Right Now with Matt Yager
What I’m watching: Hamilton’s America
What I’m listening to: Monster Mash by Bobby Pickett
What I’m doing: Celebrating another Cowboys win.
What I want to know from you: What are you (or your kids) dressing up as for Halloween?
I worked in local government – show me a robot that could do my job better: Some public sector jobs seem like they can be automated, but they need the personal touch. Which robot would know the names of everyone’s children?
3 Reasons Some Local Governments are Eschewing Big Tech Vendors for Startups: The public sector moves more slowly than the business world. Government information technology contracts are huge, long-term beasts. Public agencies prefer establishment over risk. All of that used to be true — but it’s changing. According to a group of businesspeople and public officials who gathered Thursday in San Francisco to talk about the future of the government technology market, there is a growing number of startups working quickly to solve problems in the space, and a growing appetite for those solutions to go along with it. “Government sectors in the past … have always looked for the biggest, most prominent, secure player in the house and then procured a multi-hundred-million-dollar solution with them,” said Peter Pirnejad, director of development services for the city of Palo Alto, Calif., at the first-ever State of GovTech event, held at the Nasdaq Entrepreneurial Center in San Francisco. “That’s all changed. Now we’re looking for the more agile, the more niche solution that’s able to come and solve a specific problem.”
Donald Trump Has Nickel And Dimed Local Governments On Taxes, Too: Donald Trump’s campaign has evaded questions about his $916 million federal tax write-off by asserting that he has paid plenty in other kinds of taxes over the years.
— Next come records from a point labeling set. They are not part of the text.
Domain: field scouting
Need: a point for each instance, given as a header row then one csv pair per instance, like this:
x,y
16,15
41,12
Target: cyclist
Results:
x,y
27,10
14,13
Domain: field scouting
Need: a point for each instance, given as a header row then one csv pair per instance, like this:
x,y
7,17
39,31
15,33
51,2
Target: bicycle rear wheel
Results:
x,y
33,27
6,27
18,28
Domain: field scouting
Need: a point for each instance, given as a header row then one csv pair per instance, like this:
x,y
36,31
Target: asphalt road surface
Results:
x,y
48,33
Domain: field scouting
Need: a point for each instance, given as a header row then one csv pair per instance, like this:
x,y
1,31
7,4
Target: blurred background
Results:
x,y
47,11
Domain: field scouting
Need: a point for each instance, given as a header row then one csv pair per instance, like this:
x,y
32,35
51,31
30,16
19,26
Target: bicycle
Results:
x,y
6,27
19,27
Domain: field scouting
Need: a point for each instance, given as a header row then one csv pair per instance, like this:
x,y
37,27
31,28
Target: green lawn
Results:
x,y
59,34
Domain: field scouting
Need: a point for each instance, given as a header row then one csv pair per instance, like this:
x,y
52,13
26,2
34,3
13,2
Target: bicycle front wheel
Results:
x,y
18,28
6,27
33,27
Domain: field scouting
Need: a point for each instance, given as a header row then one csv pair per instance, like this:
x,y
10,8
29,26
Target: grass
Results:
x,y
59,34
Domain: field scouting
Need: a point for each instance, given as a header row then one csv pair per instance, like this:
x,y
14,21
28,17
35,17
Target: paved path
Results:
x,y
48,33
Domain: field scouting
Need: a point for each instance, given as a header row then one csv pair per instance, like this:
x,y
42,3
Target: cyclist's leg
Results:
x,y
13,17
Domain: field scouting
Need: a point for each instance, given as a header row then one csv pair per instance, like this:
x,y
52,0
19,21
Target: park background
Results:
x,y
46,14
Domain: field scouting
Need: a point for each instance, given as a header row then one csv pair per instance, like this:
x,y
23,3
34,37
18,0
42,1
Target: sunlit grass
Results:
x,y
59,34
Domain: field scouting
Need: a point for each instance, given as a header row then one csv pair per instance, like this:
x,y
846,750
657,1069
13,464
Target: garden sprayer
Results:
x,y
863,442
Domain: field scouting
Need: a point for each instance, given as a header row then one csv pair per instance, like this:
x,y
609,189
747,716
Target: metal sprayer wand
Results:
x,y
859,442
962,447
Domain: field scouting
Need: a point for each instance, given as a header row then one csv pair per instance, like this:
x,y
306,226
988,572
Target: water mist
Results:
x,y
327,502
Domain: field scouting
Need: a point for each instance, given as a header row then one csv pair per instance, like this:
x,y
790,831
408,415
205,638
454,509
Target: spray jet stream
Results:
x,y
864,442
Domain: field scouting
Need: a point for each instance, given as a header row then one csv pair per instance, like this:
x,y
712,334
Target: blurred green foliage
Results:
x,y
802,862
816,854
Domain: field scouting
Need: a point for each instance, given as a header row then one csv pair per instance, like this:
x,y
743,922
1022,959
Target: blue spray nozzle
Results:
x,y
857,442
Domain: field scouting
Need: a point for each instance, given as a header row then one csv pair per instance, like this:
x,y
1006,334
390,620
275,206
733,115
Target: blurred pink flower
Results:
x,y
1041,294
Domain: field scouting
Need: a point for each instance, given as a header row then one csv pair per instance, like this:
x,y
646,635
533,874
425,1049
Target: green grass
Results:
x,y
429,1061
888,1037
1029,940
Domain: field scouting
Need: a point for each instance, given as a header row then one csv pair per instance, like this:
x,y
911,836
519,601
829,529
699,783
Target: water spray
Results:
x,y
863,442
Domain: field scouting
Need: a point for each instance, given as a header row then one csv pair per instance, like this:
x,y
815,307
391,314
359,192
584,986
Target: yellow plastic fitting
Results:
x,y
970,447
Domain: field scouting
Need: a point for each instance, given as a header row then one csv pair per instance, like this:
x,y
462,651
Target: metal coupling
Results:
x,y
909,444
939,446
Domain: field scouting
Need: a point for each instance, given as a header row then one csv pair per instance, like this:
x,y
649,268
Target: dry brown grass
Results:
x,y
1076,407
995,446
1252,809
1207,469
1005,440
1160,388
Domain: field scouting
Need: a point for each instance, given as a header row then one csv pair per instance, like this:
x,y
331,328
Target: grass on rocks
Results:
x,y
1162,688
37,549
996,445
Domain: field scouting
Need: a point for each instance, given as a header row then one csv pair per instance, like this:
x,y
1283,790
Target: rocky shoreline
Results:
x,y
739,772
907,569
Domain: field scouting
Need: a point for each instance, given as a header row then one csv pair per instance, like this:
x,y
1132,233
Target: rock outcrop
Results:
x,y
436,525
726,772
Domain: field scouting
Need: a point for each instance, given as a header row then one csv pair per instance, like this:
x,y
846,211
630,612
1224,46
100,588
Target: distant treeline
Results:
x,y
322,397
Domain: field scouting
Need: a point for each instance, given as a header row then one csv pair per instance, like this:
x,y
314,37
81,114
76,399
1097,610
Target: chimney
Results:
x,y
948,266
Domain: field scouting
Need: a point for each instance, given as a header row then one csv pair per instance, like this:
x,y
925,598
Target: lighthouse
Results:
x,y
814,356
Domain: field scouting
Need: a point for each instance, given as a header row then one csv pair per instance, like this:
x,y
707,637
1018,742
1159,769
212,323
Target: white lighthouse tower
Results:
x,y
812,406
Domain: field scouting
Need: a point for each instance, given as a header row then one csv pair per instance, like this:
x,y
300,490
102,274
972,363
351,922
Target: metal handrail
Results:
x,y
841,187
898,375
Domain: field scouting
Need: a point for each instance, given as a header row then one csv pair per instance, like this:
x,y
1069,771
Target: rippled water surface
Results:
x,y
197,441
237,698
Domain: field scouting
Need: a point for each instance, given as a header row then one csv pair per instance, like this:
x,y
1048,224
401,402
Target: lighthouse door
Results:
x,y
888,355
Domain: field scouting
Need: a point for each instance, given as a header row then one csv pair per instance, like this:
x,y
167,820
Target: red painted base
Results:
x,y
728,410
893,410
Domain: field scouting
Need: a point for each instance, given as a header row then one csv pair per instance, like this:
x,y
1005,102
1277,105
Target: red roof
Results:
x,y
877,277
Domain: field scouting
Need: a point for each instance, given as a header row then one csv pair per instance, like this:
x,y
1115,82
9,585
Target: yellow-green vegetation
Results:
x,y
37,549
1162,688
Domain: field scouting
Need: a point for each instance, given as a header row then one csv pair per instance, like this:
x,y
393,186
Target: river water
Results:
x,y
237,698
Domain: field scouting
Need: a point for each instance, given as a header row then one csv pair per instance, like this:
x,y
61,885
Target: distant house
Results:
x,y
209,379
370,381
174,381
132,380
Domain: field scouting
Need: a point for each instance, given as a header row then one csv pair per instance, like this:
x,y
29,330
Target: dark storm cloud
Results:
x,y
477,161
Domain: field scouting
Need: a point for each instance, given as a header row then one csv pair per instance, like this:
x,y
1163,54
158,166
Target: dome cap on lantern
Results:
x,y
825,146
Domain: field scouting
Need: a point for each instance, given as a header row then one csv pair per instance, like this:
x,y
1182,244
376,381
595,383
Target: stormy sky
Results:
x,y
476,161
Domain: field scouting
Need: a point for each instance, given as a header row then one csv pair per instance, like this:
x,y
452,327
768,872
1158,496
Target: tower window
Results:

But documents obtained by The Huffington Post show that the candidate has also repeatedly fought to lower the amount he pays in state and local taxes, in some cases telling authorities that his properties are worth tens of millions of dollars less than he’s claimed in his federal election filings. It’s a strategy that Trump has used across the country, and it can cost local communities hundreds of thousands in lost revenue they’d otherwise spend on schools, fire departments and other services. Trump’s tax reduction tactics are all the more jarring as his surrogates cite the enormous amount of state and local taxes he pays amid revelations that he used a massive write-off to avoid paying federal income taxes.
- Webinar: How to Get Started with Open Data Tuesday, November 8, 2016 from 12:00 PM – 1:00 PM EST
- Technology Efficiency Series: CRMs Thursday, November 17, 2016 from 1:00 PM – 2:00 PM EST
Ideas for public works land wanted: The City Council is poised to form an ad hoc committee next month to discuss the future use of the O’Neil Street public works campus, once those services are moved to the new facility off Highland Avenue next year. While it will will require a formal vote at the Nov. 7 meeting, the committee will likely be comprised of seven members, including Councilor Patti Smith, who represents District 2, which includes O’Neil Street, residents of District 2 and the Meetinghouse Hill neighborhood, and members of other city committees and departments. The new $15.7 million city services campus, at 929 Highland Ave., is being built on 9 acres of land adjacent to a capped landfill and is being completed in phases – the first of which was finished this summer and included a separate new swap shop and transfer station.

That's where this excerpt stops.